Il nostro Servizio Sanitario Nazionale, istituito nel 1978, è spesso celebrato come uno dei migliori al mondo, grazie alla sua struttura decentralizzata e al principio universalistico che, in teoria, garantisce l’accesso alle cure mediche per tutti, senza discriminazioni. Tutto ciò significa che non dobbiamo stipulare un’assicurazione come negli Stati Uniti e possiamo chiamare un’ambulanza senza temere costi insostenibili. Tuttavia, la realtà è ben diversa, i ritardi e le inefficienze fanno sì che l’accesso ai servizi sanitari sia più teorico che effettivo.
Nel mio caso, il mio medico mi ha prescritto una visita oculistica di routine da effettuarsi “il prima possibile”. Tuttavia, se per il mio medico “il prima possibile” significa qualche settimana, per il Servizio Sanitario Nazionale potrebbe significare un’attesa anche di un anno, come d’altronde è successo, un periodo che potrebbe compromettere la prevenzione e la salute del paziente.
Purtroppo troppe famiglie italiane sono costrette ad indebitarsi per potersi curare o, peggio ancora, decide di non curarsi affatto. Ma la realtà è che la situazione è complicata anche per le strutture sanitarie. Se una regione garantisce 1000 prestazioni al mese, ma riceve 3000 prenotazioni, il sistema si blocca.

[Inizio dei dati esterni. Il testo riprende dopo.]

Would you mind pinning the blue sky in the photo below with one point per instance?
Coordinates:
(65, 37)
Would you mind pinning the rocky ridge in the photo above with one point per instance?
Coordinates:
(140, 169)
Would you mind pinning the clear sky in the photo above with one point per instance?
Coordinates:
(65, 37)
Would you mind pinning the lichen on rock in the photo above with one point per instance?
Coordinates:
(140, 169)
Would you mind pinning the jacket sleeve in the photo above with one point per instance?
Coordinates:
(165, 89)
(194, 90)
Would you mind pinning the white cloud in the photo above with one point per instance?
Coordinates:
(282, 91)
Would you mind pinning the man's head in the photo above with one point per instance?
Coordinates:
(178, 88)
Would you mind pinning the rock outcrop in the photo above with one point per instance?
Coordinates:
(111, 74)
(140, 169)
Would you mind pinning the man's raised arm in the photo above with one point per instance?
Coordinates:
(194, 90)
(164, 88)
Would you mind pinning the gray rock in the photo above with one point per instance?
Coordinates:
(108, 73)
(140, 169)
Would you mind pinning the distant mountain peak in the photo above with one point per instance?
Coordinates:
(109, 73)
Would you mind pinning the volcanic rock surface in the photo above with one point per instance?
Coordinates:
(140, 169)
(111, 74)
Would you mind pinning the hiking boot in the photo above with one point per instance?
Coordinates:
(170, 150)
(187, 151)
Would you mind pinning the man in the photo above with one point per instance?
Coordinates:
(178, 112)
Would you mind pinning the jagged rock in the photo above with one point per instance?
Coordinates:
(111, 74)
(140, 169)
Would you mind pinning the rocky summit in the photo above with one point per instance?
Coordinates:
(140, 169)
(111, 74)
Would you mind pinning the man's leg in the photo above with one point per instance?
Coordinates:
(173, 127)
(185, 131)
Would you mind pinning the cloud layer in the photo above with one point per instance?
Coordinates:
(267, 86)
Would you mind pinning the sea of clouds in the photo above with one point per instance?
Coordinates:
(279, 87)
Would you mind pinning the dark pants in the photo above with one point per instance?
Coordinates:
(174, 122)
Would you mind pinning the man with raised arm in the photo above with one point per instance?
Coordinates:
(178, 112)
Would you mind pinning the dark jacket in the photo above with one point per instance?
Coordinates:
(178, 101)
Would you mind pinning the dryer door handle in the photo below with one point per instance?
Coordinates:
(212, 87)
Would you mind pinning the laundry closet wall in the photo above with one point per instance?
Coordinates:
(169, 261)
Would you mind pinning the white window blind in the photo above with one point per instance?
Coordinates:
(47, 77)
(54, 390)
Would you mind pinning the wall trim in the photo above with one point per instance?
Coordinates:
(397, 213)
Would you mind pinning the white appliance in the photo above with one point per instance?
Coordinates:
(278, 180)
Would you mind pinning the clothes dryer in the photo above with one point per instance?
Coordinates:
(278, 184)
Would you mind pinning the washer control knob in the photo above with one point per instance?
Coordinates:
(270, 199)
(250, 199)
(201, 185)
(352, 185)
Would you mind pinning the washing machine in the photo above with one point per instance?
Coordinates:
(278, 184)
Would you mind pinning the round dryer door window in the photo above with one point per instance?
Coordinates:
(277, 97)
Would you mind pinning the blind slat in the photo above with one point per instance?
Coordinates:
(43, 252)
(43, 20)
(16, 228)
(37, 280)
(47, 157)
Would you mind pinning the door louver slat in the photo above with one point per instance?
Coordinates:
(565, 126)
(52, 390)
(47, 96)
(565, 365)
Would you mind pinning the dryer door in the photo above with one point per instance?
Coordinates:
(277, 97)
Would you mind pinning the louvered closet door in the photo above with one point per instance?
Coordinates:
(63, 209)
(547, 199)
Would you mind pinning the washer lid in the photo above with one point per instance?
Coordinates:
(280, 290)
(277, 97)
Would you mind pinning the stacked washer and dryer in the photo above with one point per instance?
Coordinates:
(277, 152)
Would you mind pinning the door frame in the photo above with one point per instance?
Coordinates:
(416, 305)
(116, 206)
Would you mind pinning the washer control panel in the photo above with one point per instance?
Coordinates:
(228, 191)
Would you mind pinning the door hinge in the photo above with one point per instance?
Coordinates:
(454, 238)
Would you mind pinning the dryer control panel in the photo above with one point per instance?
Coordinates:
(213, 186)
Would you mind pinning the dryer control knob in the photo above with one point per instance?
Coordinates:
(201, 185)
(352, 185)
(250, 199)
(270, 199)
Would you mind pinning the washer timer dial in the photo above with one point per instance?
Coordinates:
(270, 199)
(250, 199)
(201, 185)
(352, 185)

Quando prenotiamo una visita, il primo passo è contattare il CUP (Centro Unico di Prenotazione), un sistema informatico che dovrebbe avere accesso alle agende e alle disponibilità di tutte le strutture sanitarie regionali, sia pubbliche che private convenzionate. L’operatore, una volta ricevuta la richiesta, dovrebbe individuare la prima struttura disponibile, preferibilmente nelle vicinanze. In teoria, il CUP dovrebbe snellire il flusso delle prenotazioni, ma in pratica non è così. Ogni regione ha un numero limitato di Asl, alcune di queste non forniscono nemmeno tutte le disponibilità al CUP o, peggio, bloccano le agende, un fenomeno noto come “agende chiuse”, che è illegale in italia e purtroppo sono stati scoperti casi di agende bloccate in tutta italia.
La questione della privatizzazione delle prestazioni sanitarie è altrettanto problematica. In teoria, le strutture private convenzionate con il Servizio Sanitario Nazionale dovrebbero alleggerire il carico delle liste d’attesa, offrendo prestazioni con il solo pagamento del ticket. Tuttavia, se la disponibilità nella sanità pubblica è limitata, i pazienti sono spinti verso il privato, che diventa l’unica alternativa valida per non dover aspettare anni.
In alcune regioni, le prestazioni intramoenia e private sono addirittura superiori a quelle pubbliche. Questo fenomeno sta diventando sempre maggiore, con il risultato che i pazienti che non possono permettersi il privato sono costretti ad attendere lunghissimi periodi per le cure.
Infine, non possiamo dimenticare l’impatto del COVID-19, che ha ulteriormente rallentato l’erogazione delle prestazioni sanitarie.
In conclusione, non possiamo ignorare che la Costituzione Italiana, all’articolo 32, sancisce il diritto alla salute come un diritto fondamentale, garantendo cure gratuite per tutti. Purtroppo però questa garanzia rimane spesso solo sulla carta, mentre la realtà è fatta di tempi di attesa lunghissimi, inefficienze e disuguaglianze che penalizzano i cittadini più vulnerabili.